A luglio di quest’anno, l’Antitrust italiano ha aperto un’istruttoria verso Meta per possibile abuso di posizione dominante legato alla pre-installazione di Meta AI su WhatsApp.
Poi a novembre ha ampliato il procedimento perché, secondo l’Autorità, le nuove condizioni contrattuali di WhatsApp Business Solution Terms, introdotte il 15 ottobre scorso, e l’integrazione di nuovi strumenti di interazione o funzionalità di Meta AI in WhatsApp “possono limitare produzione, sbocchi o sviluppo tecnico nel mercato dei servizi di AI Chatbot”.
In pratica le imprese che vogliano utilizzare la piattaforma WhatsApp come canale per offrire il proprio servizio di AI Chatbot devono rispettare nuove condizioni di contratto che ne determinano l’esclusione dalla piattaforma: con effetto immediato, per le imprese non ancora presenti su WhatsApp al 15 ottobre 2025 e, per quelle già presenti, a partire dal 15 gennaio 2026. E fra i servizi di AI Chatbot che già sono presenti sulla piattaforma WhatsApp ci sono sia imprese di grandi dimensioni e verticalmente integrate, o comunque con importanti relazioni finanziarie e commerciali con le big tech sia nuove imprese minori.
Udicon: “Stop ai servizi digitali imposti dall’alto”

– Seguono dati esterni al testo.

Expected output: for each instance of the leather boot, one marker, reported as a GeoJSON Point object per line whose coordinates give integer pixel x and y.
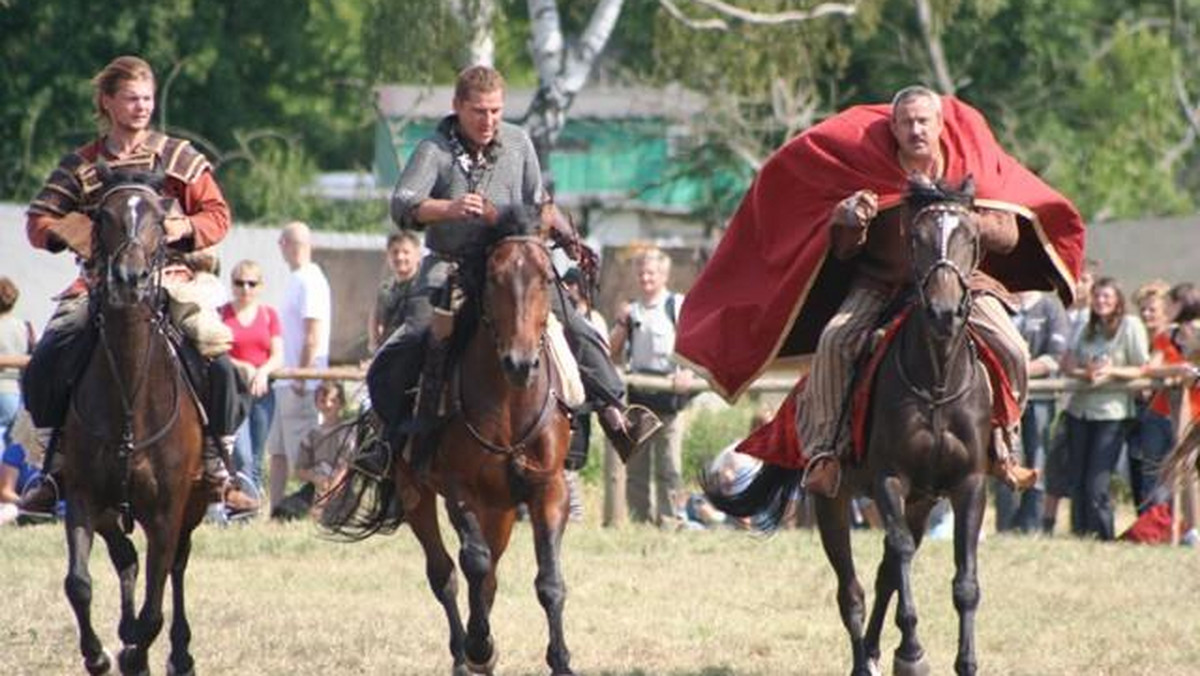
{"type": "Point", "coordinates": [214, 460]}
{"type": "Point", "coordinates": [1005, 466]}
{"type": "Point", "coordinates": [822, 476]}
{"type": "Point", "coordinates": [628, 429]}
{"type": "Point", "coordinates": [42, 497]}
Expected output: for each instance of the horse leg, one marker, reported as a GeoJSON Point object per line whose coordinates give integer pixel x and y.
{"type": "Point", "coordinates": [547, 514]}
{"type": "Point", "coordinates": [179, 662]}
{"type": "Point", "coordinates": [423, 519]}
{"type": "Point", "coordinates": [162, 542]}
{"type": "Point", "coordinates": [480, 531]}
{"type": "Point", "coordinates": [77, 585]}
{"type": "Point", "coordinates": [125, 560]}
{"type": "Point", "coordinates": [889, 496]}
{"type": "Point", "coordinates": [970, 501]}
{"type": "Point", "coordinates": [887, 579]}
{"type": "Point", "coordinates": [833, 521]}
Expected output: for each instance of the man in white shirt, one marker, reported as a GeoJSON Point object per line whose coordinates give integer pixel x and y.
{"type": "Point", "coordinates": [305, 317]}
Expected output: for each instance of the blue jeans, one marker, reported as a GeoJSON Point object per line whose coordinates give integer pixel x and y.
{"type": "Point", "coordinates": [1093, 449]}
{"type": "Point", "coordinates": [10, 404]}
{"type": "Point", "coordinates": [247, 450]}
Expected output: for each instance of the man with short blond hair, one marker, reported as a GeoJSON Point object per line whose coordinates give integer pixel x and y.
{"type": "Point", "coordinates": [198, 217]}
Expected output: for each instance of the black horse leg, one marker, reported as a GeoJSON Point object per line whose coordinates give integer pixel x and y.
{"type": "Point", "coordinates": [887, 579]}
{"type": "Point", "coordinates": [475, 558]}
{"type": "Point", "coordinates": [179, 662]}
{"type": "Point", "coordinates": [833, 520]}
{"type": "Point", "coordinates": [78, 582]}
{"type": "Point", "coordinates": [889, 496]}
{"type": "Point", "coordinates": [161, 546]}
{"type": "Point", "coordinates": [547, 513]}
{"type": "Point", "coordinates": [125, 560]}
{"type": "Point", "coordinates": [439, 570]}
{"type": "Point", "coordinates": [969, 507]}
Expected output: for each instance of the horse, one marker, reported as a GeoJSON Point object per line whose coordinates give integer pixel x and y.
{"type": "Point", "coordinates": [929, 428]}
{"type": "Point", "coordinates": [133, 435]}
{"type": "Point", "coordinates": [504, 443]}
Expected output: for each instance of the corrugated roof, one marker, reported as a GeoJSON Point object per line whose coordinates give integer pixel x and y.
{"type": "Point", "coordinates": [594, 102]}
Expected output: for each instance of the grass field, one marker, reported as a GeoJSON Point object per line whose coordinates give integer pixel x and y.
{"type": "Point", "coordinates": [277, 599]}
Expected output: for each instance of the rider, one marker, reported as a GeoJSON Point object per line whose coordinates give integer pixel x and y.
{"type": "Point", "coordinates": [198, 217]}
{"type": "Point", "coordinates": [874, 243]}
{"type": "Point", "coordinates": [451, 186]}
{"type": "Point", "coordinates": [816, 250]}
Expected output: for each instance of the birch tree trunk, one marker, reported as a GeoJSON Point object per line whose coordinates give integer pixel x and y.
{"type": "Point", "coordinates": [477, 16]}
{"type": "Point", "coordinates": [562, 70]}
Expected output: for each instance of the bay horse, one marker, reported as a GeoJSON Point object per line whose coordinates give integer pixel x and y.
{"type": "Point", "coordinates": [133, 435]}
{"type": "Point", "coordinates": [504, 444]}
{"type": "Point", "coordinates": [929, 431]}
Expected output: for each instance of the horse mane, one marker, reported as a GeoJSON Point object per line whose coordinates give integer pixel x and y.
{"type": "Point", "coordinates": [923, 192]}
{"type": "Point", "coordinates": [112, 178]}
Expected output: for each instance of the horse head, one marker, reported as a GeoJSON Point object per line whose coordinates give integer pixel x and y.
{"type": "Point", "coordinates": [943, 241]}
{"type": "Point", "coordinates": [516, 293]}
{"type": "Point", "coordinates": [129, 234]}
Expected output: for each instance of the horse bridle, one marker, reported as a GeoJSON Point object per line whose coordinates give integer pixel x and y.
{"type": "Point", "coordinates": [129, 392]}
{"type": "Point", "coordinates": [940, 211]}
{"type": "Point", "coordinates": [936, 395]}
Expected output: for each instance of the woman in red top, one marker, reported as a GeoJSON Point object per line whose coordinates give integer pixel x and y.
{"type": "Point", "coordinates": [257, 351]}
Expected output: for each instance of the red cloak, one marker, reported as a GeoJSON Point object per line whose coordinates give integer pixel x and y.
{"type": "Point", "coordinates": [771, 286]}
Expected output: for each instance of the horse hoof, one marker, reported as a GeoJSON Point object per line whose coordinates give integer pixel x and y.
{"type": "Point", "coordinates": [132, 662]}
{"type": "Point", "coordinates": [903, 666]}
{"type": "Point", "coordinates": [486, 668]}
{"type": "Point", "coordinates": [101, 665]}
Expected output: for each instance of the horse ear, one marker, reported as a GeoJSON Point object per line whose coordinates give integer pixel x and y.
{"type": "Point", "coordinates": [103, 172]}
{"type": "Point", "coordinates": [967, 187]}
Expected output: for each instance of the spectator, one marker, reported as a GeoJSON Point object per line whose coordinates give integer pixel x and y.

“Integrare un assistente di IA in un servizio essenziale come WhatsApp senza un consenso chiaro e senza reali alternative mina libertà di scelta e concorrenza – commenta in Italia Martina Donini, presidente nazionale Udicon – Il tema non riguarda solo la privacy, ma la struttura stessa dei mercati digitali. Quando un operatore grande come Meta introduce funzioni proprietarie che diventano, di fatto, ‘obbligate’, il rischio è un ambiente digitale che finisce per limitare l’autonomia degli utenti. È necessario che le verifiche procedano in modo puntuale e che ogni scelta operativa tenga conto, prima di tutto, dei diritti e delle garanzie dei consumatori”.